Operating System - OpenVMS
cancel
Showing results for 
Search instead for 
Did you mean: 

Can three looping processes, zero priority, affect performance significantly?

 
SOLVED
Go to solution
Clark Powell
Frequent Advisor

Can three looping processes, zero priority, affect performance significantly?

We have a 4 cpu, ES45 running Cache and GE Flowcast web framework. This app is a hybrid web app that uses a browser user interface and telnet to gather data from Cache. Occasionally, it will terminate the telnet process incorrectly and create a looping LOGINOUT.EXE process at zero priority and with the "no delete" bit set. We have to reboot to get rid of them but, since OpenVMS recognizes the futility of these processes, it sets the priority to zero, they don't do any IO, and they don't interfere much. At least that what I think but now we are having a debate on this topic and I would like to poll you on this issue.
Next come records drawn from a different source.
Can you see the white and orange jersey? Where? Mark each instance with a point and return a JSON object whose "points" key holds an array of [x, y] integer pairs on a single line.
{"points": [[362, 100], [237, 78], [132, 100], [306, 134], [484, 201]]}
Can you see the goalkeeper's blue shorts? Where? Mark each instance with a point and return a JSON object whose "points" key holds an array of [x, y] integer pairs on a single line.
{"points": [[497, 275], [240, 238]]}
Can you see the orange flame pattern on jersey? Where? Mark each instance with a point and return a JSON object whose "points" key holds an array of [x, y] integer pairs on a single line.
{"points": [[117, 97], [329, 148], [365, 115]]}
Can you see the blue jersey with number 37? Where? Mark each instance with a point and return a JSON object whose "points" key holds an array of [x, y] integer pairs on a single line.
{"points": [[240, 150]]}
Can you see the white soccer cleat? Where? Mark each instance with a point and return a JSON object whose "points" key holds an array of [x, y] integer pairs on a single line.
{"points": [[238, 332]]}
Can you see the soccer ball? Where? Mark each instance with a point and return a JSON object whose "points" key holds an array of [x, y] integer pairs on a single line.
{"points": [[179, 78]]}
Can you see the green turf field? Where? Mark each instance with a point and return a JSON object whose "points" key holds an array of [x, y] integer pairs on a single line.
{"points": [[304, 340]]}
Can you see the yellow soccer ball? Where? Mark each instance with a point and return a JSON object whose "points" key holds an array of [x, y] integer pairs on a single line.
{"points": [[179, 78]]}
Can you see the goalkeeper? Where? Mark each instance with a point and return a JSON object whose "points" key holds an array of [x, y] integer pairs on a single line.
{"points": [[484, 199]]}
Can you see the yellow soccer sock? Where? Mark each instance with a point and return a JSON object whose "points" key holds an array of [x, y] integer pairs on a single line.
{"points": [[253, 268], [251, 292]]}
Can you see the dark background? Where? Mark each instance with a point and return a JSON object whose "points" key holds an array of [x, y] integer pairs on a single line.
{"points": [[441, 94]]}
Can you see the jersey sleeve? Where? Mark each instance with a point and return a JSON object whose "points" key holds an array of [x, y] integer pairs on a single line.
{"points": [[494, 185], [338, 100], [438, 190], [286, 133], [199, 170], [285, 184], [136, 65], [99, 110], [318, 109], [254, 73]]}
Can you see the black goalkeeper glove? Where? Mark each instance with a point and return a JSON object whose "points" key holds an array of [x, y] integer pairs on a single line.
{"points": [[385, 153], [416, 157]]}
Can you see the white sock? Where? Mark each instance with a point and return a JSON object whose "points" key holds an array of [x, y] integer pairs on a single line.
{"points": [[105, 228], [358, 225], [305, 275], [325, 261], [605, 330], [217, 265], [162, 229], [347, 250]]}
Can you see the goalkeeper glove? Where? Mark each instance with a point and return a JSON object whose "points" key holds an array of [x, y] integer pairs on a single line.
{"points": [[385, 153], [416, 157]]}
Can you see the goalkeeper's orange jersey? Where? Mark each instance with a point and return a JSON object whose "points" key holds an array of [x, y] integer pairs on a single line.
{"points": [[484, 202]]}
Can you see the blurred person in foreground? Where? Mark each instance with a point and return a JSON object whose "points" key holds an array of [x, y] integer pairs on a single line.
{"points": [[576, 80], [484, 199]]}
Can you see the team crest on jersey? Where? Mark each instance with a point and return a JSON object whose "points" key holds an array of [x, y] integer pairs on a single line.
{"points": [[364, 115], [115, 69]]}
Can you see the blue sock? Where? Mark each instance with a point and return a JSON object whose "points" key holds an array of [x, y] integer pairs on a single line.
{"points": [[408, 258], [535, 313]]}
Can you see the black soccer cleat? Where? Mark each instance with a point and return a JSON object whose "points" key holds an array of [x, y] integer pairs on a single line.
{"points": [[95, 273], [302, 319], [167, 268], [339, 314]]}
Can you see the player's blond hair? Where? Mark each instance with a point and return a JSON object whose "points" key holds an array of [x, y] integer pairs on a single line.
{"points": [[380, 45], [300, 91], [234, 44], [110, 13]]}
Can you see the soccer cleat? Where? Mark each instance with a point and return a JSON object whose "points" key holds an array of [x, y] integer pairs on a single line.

We have 500 interactive users and three of these looping, zero priority processes. My position is that these processes are not going to cause a problem until there are 10 or 20 of them. At that point the book keeping or balancing done at a much higher priority would begin to have an affect. The opposing view says that there are 4 processes in the compute queue and that's too high and higher than normal. I say, there are three looping processes that will always be waiting to be in the compute queue so that number is not so high. Of course, nobody has asked the users if they are experiencing a slowdown...

What do you all think, who's correct? or let's say, more correct?

thanks
Clark Powell
21 REPLIES
Hoff
Honored Contributor
Solution

Re: Can three looping processes, zero priority, affect performance significantly?

Processes looping at zero are inconsequential, unless you're right at your process limit, or unless the applications are accessing or holding some resource that causes interference with other system activity, or if you're running other processes at zero.

Something similar to the bug you're describing here was fairly common telnet bug back around TCP/IP Services V5.0, but that was fixed in an ECO and in more recent releases.

Clearing the PCB$M_NODELET bit and fully deleting these processes can be performed with some simple kernel-mode code, if that's permissible to load and run here.
Jon Pinkley
Honored Contributor

Re: Can three looping processes, zero priority, affect performance significantly?

Clark,

Software priority zero still has higher precedence than the idle loop. One thing the idle loop does is zero pages for the zeroed page list, which used to satisfy demand zero page faults. If the idle loop never gets time, then demand zero page faults will take longer, since the pages must be zeroed before they are given to the process requesting them.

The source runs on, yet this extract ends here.